Sonntag, 21.05.2023 / 14:30 Uhr

Assad: So sehen Sieger im Nahen Osten aus

Von
Thomas von der Osten-Sacken

Straße in Aleppo 2017, Bildquelle: White Helmets

Der triste Auftritt Bashar al Assads bei der Arabischen Liga wird nun gerne als Sieg bezeichnet. Vermutlich ist es einer, ja dann sogar einer der vielen Siege, die Assad in den letzten Jahren zu verzeichnen hat. Eigentlich siegte er schon, als 2013 klar wurde, dass man ihm im Weste seine Giftgasangriffe gegen die Zivilbevölkerung werde durchgehen lassen.

Auch siegte er 2015, als er kurz vor der endgültigen Niederlage, die Russen um massive Hilfe bat, die sie ihm dann auch gewährten, um in Folge in Ruinen zu bomben, was noch in Syrien stand.

Es gibt vieler solche Siege in der Geschichte Syriens seit 2011, die einen den alten Spruch erinnern lassen, dass wenn so Siege aussehen, man lieber zu den Verlieren gehören möchte.

Über einen weiteren dieser Siege schrieb Oliver M. Piecha vor fünf Jahren an dieser Stelle:

Der Sieg Assads ist einmal mehr der Sieg über Flüchtlinge und im Stich ­gelassene Rebellen in einer vielerorts verödeten Geisterlandschaft mit geplünderten Häusern, aus denen selbst die Stromkabel herausgerissen worden sind. Der Vormarsch der Regimetruppen hat nach Angaben der UN 140 000 Menschen zur Flucht gezwungen, für die sich weder der israelische Grenzzaun noch die Grenze nach Jordanien öffnen dürfte. Die »Versöhnungsabkommen« der Regierung mit den ­zurückgebliebenen Rebellen und ­Bewohnern sind de facto Kapitulations­erklärungen. Das Regime ist – zumal unter den Augen der Russen, die derzeit ein Interesse an der Einhaltung des ­Abkommens haben – gezwungen, die Vereinbarungen zu respektieren. Die Entwicklung in den eroberten Gebieten ist jedoch kaum absehbar.

»Wir haben versagt. Und das Versagen geht weiter. Das Leiden geht weiter.«

Eine Rolle spielen dabei die divergierenden Interessen der verschiedenen Akteure auf Seiten des syrischen Regimes, also etwa der iranisch kontrollierten schiitischen Milizen, der auf Assad eingeschworenen Warlords, der ­syrischen Armee und der russischen Militärpolizei, die solche Abkommen überwachen soll.

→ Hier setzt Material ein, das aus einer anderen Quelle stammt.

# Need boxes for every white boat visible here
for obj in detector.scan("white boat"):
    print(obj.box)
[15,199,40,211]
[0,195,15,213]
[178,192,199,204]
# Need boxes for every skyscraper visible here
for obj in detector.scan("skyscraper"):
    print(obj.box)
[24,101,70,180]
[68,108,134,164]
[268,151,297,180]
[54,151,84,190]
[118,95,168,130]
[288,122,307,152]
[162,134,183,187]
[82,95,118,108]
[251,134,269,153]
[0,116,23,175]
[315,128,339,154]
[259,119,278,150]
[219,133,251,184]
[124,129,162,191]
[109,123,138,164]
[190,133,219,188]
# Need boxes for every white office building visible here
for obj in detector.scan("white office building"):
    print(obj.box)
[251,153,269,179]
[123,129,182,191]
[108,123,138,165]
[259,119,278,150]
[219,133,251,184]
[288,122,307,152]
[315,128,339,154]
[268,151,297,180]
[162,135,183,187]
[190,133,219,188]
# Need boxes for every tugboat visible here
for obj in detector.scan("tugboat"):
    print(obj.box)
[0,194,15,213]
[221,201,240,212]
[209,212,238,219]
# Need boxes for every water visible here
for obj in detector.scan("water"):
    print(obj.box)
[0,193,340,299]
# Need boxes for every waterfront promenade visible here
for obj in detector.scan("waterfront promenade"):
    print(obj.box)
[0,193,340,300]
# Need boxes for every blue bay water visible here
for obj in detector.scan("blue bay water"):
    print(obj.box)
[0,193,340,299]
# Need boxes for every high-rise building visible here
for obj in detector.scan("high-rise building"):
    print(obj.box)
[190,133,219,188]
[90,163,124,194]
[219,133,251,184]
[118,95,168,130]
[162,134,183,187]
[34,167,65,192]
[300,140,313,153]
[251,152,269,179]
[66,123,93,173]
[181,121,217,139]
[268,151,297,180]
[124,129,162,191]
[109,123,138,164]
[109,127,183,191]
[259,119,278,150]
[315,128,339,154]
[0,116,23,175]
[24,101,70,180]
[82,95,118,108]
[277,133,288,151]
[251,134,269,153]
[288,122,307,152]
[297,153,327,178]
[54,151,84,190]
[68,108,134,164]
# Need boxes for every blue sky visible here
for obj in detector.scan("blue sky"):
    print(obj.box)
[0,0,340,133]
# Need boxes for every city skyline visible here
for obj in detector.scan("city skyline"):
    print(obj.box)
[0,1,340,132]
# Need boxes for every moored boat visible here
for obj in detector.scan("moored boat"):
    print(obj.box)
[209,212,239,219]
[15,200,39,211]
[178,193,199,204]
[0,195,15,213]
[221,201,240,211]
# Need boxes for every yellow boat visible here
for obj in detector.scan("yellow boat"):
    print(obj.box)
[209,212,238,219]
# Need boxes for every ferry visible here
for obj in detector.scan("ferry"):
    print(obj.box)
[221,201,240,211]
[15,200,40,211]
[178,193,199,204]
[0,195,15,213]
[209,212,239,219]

Dadurch entsteht in den ehemaligen Rebellengebieten eine sehr komplexe und durch die jeweiligen lokalen Bedingungen bestimmte Situation. Angesichts der Entvölkerung ganzer Regionen, der Millionen Flücht­linge und der Zerstörung der Infrastruktur ist mittel- und langfristig unklar, wie dieser Sieg über die Rebellen stabilisiert werden könnte.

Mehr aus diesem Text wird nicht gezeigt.